We continue our series of posts on State Machine Replication (SMR). In this post, we move from consensus under crash failures to consensus under omission failures. We still keep the synchrony assumption.
Let’s begin with a quick overview of what we covered in previous posts:
-
Upper bound: We can tolerate up to $n-1$ crash failures.
-
Lower bound: The best we can hope for is to tolerate less than $n/2$ omission failures.
Recap: Primary-Backup for $n$ Replicas Under Crash Faults
In the crash model, the primary behaves as an ideal state machine until it crashes. If it does crash, the backup takes over the execution to continue serving the clients. To provide the clients with an interface of a single non-faulty server, the primary sends client commands to all backups before updating the state machine and responding to the client. The backups passively replicate all the commands sent by the primary. In case the primary fails, which is detected by the absence of a “heartbeat”, the next designated backup replica $j$ invokes a (“view change”, $j$) to all replicas along with the last command sent by the primary in view $j-1$. It then becomes the primary.
For completeness, we repeat the primary-backup pseudocode below for $n$ replicas with identifiers ${0,1,2,\dots,n-1}$.
// Replica j
state = init
log = []
view = 0
while true:
// as a primary
on receiving cmd from a client library (and view == j):
send cmd to all replicas
log.append(cmd)
state, output = apply(cmd, state)
send output to the client library
// as a backup
on receiving cmd from replica[view]:
log.append(cmd)
state, output = apply(cmd, state)
// heartbeat from primary
if no client message for some predetermined time t (and view == j):
send ("heartbeat", j) to all replicas (in order)
// view change
on missing "heartbeat" or cmd from replica[view] in the last t + $\Delta$ time units:
view = view + 1
if view == j // I am the leader
send ("view change", j) to all client libraries
send resend to all replicas (in order)
Can we use the above protocol under omission failures? … unfortunately not!
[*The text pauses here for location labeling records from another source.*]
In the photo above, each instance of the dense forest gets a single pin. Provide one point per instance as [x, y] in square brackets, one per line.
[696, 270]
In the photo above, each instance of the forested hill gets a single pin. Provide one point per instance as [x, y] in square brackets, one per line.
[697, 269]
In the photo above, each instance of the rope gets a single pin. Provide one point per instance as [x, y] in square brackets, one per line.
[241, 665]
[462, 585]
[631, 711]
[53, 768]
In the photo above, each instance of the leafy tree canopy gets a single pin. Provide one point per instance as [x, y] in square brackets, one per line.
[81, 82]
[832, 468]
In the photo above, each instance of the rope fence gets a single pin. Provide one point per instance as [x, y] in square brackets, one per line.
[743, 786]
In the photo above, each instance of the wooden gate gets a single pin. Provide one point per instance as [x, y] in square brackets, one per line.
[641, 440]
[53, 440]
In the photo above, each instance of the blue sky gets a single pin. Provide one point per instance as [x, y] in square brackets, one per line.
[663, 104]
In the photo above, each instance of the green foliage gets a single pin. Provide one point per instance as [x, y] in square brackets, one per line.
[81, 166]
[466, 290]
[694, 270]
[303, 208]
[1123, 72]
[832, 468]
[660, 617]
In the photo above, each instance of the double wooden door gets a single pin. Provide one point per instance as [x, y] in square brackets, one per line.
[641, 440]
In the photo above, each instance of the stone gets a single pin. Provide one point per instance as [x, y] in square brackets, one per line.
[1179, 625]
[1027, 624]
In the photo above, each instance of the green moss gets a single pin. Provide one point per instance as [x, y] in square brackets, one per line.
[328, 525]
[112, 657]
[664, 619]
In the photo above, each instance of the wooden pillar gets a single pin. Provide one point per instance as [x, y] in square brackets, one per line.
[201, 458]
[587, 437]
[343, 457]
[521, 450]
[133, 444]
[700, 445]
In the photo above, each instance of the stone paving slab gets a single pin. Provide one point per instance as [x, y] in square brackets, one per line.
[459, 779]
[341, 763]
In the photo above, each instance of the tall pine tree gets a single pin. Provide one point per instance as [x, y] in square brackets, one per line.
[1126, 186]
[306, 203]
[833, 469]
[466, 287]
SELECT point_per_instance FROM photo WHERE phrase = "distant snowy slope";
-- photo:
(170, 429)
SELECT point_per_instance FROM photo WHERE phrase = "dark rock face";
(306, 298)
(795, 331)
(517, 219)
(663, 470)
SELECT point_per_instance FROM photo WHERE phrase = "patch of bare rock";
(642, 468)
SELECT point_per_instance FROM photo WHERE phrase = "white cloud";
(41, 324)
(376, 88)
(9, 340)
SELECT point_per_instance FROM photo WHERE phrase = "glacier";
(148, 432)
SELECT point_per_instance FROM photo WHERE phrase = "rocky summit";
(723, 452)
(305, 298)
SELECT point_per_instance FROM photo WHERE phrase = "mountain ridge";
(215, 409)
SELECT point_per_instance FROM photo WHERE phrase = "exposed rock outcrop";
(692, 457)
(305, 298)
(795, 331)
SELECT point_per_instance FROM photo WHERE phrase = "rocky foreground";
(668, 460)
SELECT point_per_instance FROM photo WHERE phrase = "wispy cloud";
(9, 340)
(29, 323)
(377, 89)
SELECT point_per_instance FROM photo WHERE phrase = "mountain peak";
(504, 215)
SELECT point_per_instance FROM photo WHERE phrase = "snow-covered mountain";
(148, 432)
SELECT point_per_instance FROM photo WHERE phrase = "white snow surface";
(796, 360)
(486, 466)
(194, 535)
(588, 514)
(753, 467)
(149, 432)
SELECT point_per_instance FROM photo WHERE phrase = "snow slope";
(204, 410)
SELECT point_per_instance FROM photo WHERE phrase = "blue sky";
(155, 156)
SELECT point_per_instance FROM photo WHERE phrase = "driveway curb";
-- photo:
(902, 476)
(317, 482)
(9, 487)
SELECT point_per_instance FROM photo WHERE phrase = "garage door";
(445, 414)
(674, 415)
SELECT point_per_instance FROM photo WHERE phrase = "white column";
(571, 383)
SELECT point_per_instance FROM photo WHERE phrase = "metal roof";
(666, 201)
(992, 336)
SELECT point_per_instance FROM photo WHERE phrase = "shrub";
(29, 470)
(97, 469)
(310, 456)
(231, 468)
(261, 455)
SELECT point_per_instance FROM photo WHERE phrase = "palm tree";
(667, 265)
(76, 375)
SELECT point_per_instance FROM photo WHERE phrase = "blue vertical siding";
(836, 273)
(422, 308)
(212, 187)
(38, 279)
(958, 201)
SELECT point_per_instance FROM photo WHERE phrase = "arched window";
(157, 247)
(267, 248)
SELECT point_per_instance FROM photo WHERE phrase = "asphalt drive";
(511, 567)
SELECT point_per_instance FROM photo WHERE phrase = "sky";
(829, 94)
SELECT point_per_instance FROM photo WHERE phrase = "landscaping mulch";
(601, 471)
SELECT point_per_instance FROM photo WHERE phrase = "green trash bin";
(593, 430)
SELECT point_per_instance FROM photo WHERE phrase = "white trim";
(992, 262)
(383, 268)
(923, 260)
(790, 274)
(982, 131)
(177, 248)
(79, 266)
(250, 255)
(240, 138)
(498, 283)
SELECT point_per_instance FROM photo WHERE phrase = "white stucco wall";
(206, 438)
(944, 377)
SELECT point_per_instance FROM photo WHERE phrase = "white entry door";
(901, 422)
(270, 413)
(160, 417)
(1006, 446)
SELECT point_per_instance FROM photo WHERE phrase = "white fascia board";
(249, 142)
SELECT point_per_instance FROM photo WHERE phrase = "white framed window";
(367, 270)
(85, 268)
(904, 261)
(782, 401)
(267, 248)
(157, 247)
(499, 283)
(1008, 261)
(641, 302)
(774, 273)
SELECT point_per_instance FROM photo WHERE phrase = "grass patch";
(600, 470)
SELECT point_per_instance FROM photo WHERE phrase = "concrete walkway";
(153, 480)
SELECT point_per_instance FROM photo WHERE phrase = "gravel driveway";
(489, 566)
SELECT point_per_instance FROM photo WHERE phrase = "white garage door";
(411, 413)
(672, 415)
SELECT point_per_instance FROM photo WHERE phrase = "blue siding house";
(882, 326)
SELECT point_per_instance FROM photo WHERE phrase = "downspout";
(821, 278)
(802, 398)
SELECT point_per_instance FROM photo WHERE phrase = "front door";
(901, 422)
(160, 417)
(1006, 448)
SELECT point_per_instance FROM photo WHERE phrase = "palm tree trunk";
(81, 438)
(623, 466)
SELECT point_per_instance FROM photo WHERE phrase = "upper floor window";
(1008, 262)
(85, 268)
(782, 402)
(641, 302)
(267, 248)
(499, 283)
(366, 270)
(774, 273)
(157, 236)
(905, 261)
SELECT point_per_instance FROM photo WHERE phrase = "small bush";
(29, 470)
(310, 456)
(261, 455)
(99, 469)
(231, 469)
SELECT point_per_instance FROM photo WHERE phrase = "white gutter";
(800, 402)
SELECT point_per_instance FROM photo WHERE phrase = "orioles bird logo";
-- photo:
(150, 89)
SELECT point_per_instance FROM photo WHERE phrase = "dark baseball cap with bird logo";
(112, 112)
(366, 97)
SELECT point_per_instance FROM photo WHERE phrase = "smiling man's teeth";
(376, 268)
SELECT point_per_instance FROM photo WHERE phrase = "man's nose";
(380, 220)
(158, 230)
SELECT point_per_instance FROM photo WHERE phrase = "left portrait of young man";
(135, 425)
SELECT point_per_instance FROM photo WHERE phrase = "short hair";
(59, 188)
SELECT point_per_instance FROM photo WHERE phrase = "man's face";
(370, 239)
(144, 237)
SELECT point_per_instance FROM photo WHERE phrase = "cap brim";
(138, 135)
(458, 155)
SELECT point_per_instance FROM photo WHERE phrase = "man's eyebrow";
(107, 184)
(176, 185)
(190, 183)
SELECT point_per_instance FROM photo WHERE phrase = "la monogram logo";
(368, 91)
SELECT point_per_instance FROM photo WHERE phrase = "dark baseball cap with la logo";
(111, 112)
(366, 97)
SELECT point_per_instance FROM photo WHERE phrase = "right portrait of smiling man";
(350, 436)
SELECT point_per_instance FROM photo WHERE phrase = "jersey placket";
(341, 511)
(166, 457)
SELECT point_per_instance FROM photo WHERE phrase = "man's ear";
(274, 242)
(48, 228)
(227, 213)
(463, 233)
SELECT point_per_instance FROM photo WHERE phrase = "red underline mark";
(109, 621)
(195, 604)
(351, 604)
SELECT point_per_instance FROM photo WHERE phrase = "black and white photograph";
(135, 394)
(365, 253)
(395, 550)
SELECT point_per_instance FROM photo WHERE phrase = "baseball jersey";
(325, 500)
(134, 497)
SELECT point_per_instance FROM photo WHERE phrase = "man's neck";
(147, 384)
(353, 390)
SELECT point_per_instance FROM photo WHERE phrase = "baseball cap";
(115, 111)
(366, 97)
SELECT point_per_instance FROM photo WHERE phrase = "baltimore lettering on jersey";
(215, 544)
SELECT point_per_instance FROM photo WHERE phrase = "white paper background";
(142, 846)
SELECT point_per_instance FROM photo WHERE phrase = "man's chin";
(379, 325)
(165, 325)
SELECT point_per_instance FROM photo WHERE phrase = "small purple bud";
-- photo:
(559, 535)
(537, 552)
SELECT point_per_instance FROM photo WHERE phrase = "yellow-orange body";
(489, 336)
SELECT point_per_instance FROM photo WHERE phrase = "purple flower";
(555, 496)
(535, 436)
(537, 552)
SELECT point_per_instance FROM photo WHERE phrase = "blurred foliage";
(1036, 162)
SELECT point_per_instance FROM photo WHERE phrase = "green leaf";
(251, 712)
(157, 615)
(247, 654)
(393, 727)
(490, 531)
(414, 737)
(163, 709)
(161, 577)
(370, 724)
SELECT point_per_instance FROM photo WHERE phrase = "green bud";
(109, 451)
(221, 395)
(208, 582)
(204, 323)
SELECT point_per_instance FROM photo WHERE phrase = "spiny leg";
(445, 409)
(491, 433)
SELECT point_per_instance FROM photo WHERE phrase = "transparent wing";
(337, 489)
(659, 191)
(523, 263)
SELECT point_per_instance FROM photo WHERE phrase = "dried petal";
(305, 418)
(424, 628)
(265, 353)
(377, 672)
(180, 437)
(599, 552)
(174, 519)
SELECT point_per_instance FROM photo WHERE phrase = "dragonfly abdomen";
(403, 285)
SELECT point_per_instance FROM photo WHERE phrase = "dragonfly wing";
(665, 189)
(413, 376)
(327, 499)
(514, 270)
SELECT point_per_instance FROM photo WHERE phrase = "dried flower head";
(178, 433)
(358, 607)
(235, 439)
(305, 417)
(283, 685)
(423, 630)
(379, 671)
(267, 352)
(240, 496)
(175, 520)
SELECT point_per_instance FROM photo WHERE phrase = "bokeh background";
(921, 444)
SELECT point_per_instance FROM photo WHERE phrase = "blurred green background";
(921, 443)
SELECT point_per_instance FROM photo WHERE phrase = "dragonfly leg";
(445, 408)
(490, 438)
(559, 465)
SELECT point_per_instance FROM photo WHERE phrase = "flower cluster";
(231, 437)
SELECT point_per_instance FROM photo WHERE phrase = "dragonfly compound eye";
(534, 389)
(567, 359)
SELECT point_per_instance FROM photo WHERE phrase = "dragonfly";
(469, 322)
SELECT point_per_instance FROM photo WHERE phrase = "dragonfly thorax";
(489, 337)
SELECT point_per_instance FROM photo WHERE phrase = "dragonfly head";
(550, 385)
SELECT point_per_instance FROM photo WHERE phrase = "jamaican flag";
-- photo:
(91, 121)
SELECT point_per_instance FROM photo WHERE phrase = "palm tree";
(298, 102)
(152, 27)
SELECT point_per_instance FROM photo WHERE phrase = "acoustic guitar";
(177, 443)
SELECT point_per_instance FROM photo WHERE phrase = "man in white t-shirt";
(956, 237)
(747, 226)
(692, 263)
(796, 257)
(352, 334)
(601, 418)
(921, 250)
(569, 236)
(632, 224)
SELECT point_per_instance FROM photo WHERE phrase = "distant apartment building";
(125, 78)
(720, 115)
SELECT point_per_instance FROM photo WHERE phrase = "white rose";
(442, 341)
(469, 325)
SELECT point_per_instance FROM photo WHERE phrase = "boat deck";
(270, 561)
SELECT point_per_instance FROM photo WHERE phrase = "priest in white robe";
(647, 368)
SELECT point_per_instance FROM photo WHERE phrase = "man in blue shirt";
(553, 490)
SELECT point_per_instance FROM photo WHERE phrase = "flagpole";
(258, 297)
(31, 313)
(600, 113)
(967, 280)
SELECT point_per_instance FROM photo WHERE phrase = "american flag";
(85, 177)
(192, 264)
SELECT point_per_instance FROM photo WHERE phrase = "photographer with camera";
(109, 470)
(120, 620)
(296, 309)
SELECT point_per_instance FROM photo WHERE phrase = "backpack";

This is due to a big difference between crash and omission failures. With crash failures you know who is faulty: if a message does not arrive you know the sender has crashed. With omission failures, you don’t know if a missed message is due to a faulty sender or faulty receiver. So a replica may be faulty without knowing it is faulty.
With omission failures, a faulty primary may omit messages to the replicas, then send a message to the client, then crash. So a client receives ‘cmd’, but there is no backup replicating the command. So how can you commit safely?
Two choices for safety: Lock-Commit vs Commit-Notify
There are two different ways to solve this problem:
-
The Lock-Commit (asynchrony) approach: before you commit to $x$, make sure that at least $n-f$ non-faulty replicas received a lock on $x$. Since any later view change will hear from $n-f$ parties, then quorum intersection will guarantee to hear from at least one party locked on $x$. We will cover the lock-commit approach in a later post - it is the core idea behind Paxos!
-
The Commit-Notify (synchrony) approach: after you commit to $x$, send to all a notify of $x$. In addition, make sure the view change waits sufficient time for the notify message to arrive. Since any later view change will hear from $n-f$ parties, then quorum intersection will guarantee the new primary will hear from at least one party that heard the notify of $x$.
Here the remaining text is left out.